I go to find the girls, to say it’s time to leave. Amber has moved away from her friends, from Jamila and Katrine, and is talking to someone Molly knows, a boy about three years older: she’s standing close with her head on one side and flicking back her hair. She mutters to me that she’ll make her own way home.
‘What about your Graphics?’
‘Mum, for God’s sake.’
It’s dark in the street now. There’s an edge to the air, a smell of autumn, a hint of frost and bonfires. We stand by Greg’s car in a pool of apricot lamplight.
‘Did you like it, Dad?’ says Molly.
I’m worried what he’ll say.
‘Sure, it was great,’ he tells her.
I remember her when she was little, thrusting some drawing she’d done at me: But d’you really really like it, Mum? Say it as though you mean it.
Now, she doesn’t say anything.
‘Mum, I’m coming with you,’ she tells me.
We go to our separate cars. I notice how scruffy my Ford Escort looks beside all the other cars, and that moss is growing in the rubber round the passenger window. When I turn the ignition, there’s a grinding sound from under the car and it’s hard to get into gear.
I glance at Molly. The lamplight leaches all the colour from her face, so you can’t see most of her make-up; her face looks rounder, more open, as though she is a child again. A bit of glittery eyeshadow has smudged under her eye.
‘He didn’t look at it, Mum,’ she says.
‘He did, sweetheart.’
She chews at a strand of her hair.
‘Not properly,’ she says. ‘He didn’t look through my sketchbooks or anything. I was watching. Well, why would he want to look at it anyway? It’s a load of crap.’
‘That’s nonsense, Molly.’
‘No, it’s true,’ she says. ‘I don’t know why I got such a good mark. It must have been a mistake.’
There’s a tug at my heart.
‘Don’t say that.’ I want to stop the car and reach out and hold her, but I know she’d hate it. ‘Sweetheart, you’ve got to have faith in yourself: everyone loves what you’ve done.’

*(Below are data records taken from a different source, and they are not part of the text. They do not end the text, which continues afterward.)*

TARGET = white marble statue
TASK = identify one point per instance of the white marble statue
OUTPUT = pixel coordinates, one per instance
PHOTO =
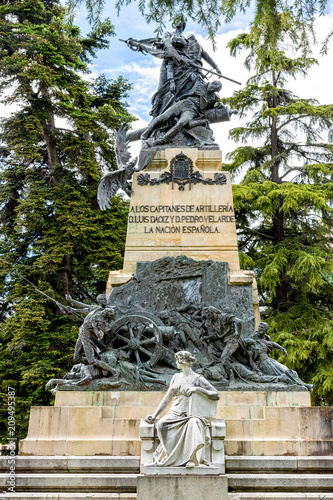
(184, 438)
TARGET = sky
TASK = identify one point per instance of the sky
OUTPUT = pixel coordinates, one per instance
(143, 70)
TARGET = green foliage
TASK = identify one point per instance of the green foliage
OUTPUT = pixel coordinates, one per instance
(54, 148)
(284, 202)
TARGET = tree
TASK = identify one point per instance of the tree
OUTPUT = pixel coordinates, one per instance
(211, 14)
(54, 148)
(284, 202)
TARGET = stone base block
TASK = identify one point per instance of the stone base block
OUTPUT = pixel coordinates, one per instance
(182, 487)
(212, 470)
(107, 423)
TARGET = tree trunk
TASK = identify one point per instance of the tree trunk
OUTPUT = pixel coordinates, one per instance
(281, 291)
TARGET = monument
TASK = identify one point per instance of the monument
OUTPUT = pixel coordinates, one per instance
(181, 299)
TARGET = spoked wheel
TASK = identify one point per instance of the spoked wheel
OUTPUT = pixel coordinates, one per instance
(139, 337)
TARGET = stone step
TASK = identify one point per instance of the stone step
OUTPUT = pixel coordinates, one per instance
(126, 483)
(123, 464)
(110, 483)
(69, 496)
(268, 465)
(72, 464)
(302, 483)
(280, 496)
(132, 496)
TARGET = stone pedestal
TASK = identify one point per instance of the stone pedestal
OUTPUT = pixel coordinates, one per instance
(182, 487)
(194, 217)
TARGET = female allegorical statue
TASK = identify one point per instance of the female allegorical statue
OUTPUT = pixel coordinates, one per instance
(183, 438)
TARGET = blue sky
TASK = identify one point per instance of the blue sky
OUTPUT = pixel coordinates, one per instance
(143, 71)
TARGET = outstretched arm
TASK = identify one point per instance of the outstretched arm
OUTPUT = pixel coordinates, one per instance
(206, 57)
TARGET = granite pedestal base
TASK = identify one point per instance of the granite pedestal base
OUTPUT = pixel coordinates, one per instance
(179, 487)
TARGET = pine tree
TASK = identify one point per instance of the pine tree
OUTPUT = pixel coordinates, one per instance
(212, 14)
(54, 148)
(284, 202)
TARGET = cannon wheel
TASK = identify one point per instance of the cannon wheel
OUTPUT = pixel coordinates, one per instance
(139, 335)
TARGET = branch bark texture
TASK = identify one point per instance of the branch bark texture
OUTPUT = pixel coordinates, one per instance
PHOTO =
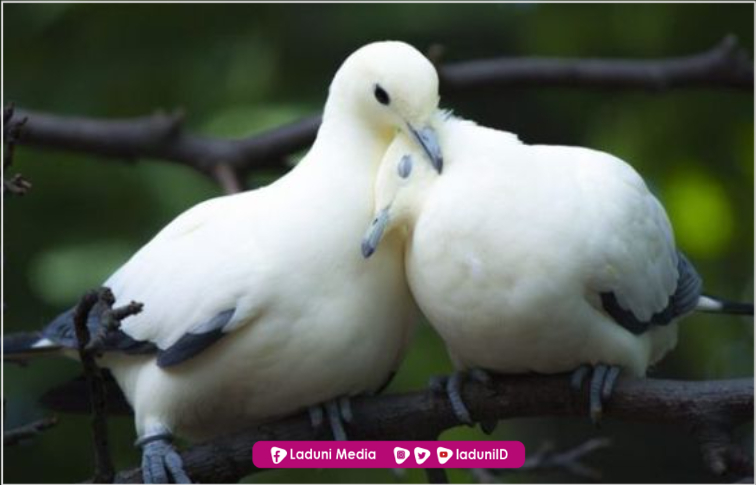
(424, 415)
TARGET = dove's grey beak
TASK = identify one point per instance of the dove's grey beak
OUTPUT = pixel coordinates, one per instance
(374, 233)
(429, 141)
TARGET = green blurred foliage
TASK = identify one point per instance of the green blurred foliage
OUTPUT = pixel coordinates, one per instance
(239, 69)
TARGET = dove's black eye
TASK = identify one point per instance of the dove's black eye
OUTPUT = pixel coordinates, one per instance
(381, 95)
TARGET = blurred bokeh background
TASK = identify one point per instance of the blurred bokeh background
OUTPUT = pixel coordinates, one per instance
(239, 69)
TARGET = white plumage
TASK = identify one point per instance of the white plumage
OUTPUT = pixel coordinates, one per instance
(510, 249)
(311, 321)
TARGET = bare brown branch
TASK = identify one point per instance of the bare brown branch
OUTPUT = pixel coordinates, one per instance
(162, 136)
(423, 415)
(87, 349)
(726, 65)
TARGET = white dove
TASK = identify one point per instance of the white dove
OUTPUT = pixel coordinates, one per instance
(534, 258)
(259, 304)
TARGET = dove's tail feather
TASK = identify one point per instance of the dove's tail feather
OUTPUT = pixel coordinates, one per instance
(711, 304)
(25, 345)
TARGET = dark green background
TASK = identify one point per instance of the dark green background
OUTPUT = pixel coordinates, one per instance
(238, 69)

But the shine has gone from the day for her, and I know she isn’t listening.
I wake in the night with a start, from some indeterminate dream, feeling the thickness of the dark against me. Greg is snoring quietly beside me: I can sense the sleep-warmth coming off his body. I press the button that illuminates the face of my alarm clock. 4.15. Shit. This happens over and over, this sudden waking at three or four, and the thoughts are always the same. Thoughts of dying, of endings, when death seems so real to me I almost believe that if I turned I would see him there behind me. Looking perhaps like the picture of Death in one of the girls’ old storybooks: Death who played dice with a soldier in The Storyteller, with green bulbous eyes and a sack and a look of cool composure. He lays it out before me, clinical, utterly rational. You’re forty-six, you’re over halfway through; even with luck, great blessings and longevity, you’re more than halfway through; and you’ve certainly had the best bit. He fixes me with his cool green stare, knowing and expectant.
I slip out of bed carefully, so as not to wake Greg, though nothing seems to stir him. I go downstairs. I haven’t drawn the curtains in my kitchen: outside, the yawn of a black night. I make myself some toast and flick through the heap of yesterday’s post on the table, a catalogue full of cardigans with little satin trimmings, an offer of a new credit card: seeking to ground myself in these safe and trivial things.